The SCRAMBLE of the next decade will be a ripe time for innovation if leaders are ready. Those who are unsticking things are not likely to be as good at putting them back together again.
In this world, leaders will need to be very clear where they are going, but very flexible about how they get there. Clarity is very different from certainty, however. Certainty is too brittle in a VUCA World, while clarity is required to make your way through uncertainty.
“All leaders will have a cloud of resources and filters working for them at all times.”-Bob Johansen
You recommend that leaders “voluntarily engage in fear,” which goes against natural instincts. Why do you advocate this? How is the younger generation better prepared to do this?
I like to think of it as gameful engagement and immersive learning. Kids will be much better prepared than adults for this world, since so many of them grew up with video gaming—where digital interfaces are far better than typical office systems. Gameful engagement is mostly entertainment today—often too sexual and too violent, in my opinion—but what we call “gaming” today will evolve into the most powerful learning medium in history.
Younger leaders will be better prepared for this future than older leaders because many of them are already in a blended-reality world, with constant mobile online filters for the physical world. They are online, unless they are off. For most adult leaders, we are offline—unless we are on.
Be There Even When You’re Not
Be there even when you’re not there. Would you distinguish the current literacy from the future literacy in this area?
“Leadership from a distance will become more important than in-person presence.”-Bob Johansen
Cultivate Future Leadership Skills
What skills will the best leaders have to master this?
These future leadership skills are drawn from my Leaders Make the Future book and they align with the new leadership literacies.
Create and sustain positive energy. Why will positive energy be more important in the future?
In a VUCA World, hope is the key variable. Leaders need to seed realistic hope, and they can only do that if they create and sustain positive energy. Here is a simple checklist that leaders can use to assess themselves:
- When I walk into a room, I radiate positive energy.
- I have a disciplined approach to my own physical, mental, and spiritual (not necessarily religious) fitness in the face of my daily work and life pressures.
- I balance my personal energy through my working day (I moderate my peaks and droops), and I am resilient under pressure.
- I create space for people I lead to balance their own physical, mental, and spiritual energy.

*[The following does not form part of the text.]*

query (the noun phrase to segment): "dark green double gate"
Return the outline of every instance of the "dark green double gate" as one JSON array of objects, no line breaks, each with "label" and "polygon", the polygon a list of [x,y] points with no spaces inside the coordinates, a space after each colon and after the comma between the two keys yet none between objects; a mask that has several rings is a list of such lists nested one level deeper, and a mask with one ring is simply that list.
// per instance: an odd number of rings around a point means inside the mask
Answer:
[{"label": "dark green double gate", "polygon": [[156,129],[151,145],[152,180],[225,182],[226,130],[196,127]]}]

“Leaders will need to radiate positive energy and at all times.”-Bob Johansen
If you look at leadership in ten years and compare it to leadership throughout history, what qualities are different?

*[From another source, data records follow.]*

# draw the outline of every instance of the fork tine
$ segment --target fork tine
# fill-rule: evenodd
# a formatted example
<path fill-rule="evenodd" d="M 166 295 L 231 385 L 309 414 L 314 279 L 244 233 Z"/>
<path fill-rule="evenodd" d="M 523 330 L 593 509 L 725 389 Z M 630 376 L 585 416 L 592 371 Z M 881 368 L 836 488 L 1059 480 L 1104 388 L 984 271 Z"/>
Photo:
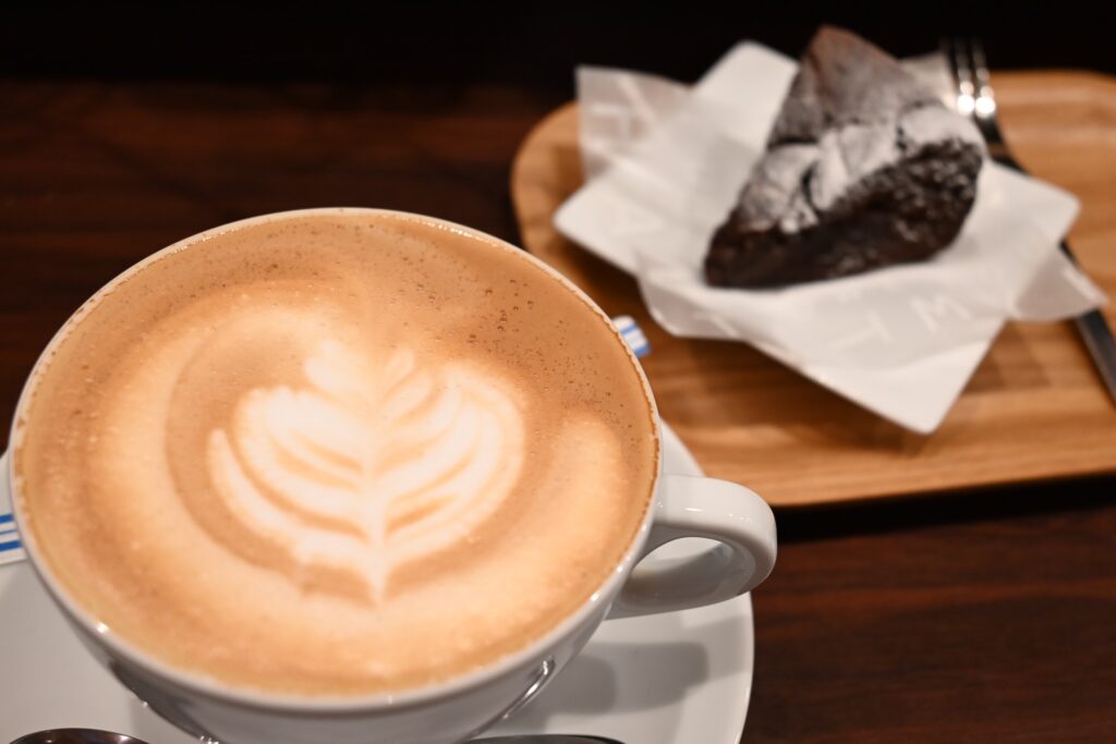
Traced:
<path fill-rule="evenodd" d="M 977 108 L 975 86 L 973 85 L 972 49 L 969 41 L 956 37 L 950 49 L 950 65 L 953 78 L 958 84 L 958 112 L 963 116 L 972 116 Z"/>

As William Gibson said so eloquently, “The future is already here, it’s just unevenly distributed.” At Institute for the Future, we look for signals that reveal that unevenly distributed future. Most signals fail, but they tend to fail in interesting ways. Teach yourself to identify the signals and distinguish them from the noise of the present. Immerse your self in the future that is already here.

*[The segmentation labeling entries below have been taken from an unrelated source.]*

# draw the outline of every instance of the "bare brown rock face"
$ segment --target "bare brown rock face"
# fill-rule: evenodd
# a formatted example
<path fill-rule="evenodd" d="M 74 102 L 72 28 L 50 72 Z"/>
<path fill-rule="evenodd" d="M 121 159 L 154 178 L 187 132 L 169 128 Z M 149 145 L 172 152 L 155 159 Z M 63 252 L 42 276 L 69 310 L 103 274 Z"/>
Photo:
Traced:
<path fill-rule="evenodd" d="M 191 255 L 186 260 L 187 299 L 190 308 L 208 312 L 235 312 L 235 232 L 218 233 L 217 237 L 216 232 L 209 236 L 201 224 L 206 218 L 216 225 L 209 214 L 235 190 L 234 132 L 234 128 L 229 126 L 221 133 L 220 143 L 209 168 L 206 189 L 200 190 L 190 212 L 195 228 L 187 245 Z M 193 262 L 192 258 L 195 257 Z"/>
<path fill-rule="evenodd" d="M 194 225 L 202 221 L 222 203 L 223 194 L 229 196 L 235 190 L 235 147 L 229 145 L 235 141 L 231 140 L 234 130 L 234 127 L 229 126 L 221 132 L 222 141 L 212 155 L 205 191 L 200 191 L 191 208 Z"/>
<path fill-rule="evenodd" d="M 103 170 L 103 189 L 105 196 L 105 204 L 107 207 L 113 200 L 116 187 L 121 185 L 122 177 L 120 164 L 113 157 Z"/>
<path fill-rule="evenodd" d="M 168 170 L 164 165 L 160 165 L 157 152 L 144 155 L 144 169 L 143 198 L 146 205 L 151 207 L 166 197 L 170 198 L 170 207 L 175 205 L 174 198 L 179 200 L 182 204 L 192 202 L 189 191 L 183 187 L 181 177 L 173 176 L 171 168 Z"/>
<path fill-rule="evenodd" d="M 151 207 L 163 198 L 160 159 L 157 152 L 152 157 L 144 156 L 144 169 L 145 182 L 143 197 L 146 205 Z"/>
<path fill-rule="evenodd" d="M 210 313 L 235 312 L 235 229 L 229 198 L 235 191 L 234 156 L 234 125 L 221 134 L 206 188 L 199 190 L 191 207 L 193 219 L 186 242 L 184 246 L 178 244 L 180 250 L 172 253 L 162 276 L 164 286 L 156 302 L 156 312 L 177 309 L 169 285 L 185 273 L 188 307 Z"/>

Perhaps the most powerful way to learn about the future is reverse mentoring. Those young people who are 21 or under in 2017 are “digital natives,” and the younger they are, the stronger the effect. Learn from them, even as you offer your own wisdom. Go there with them into the rich world of video gaming and learn from them.
“We tend to overestimate the impact of technology in the short term and underestimate it in the long term.” –Roy Amara
Is there a famous leader in the past who you think wouldn’t stand a chance of success if they were born in the future?
It used to be that a leader could succeed by focusing on deciding and acting quickly and with authority. Now, leaders must cycle continuously from foresight to insight to action. They must resist deciding too quickly (the classic mistake of the problem solver) as well as deciding too late (the classic mistake of the academic). Action without foresight in the VUCA world will be dumb, dangerous, or both.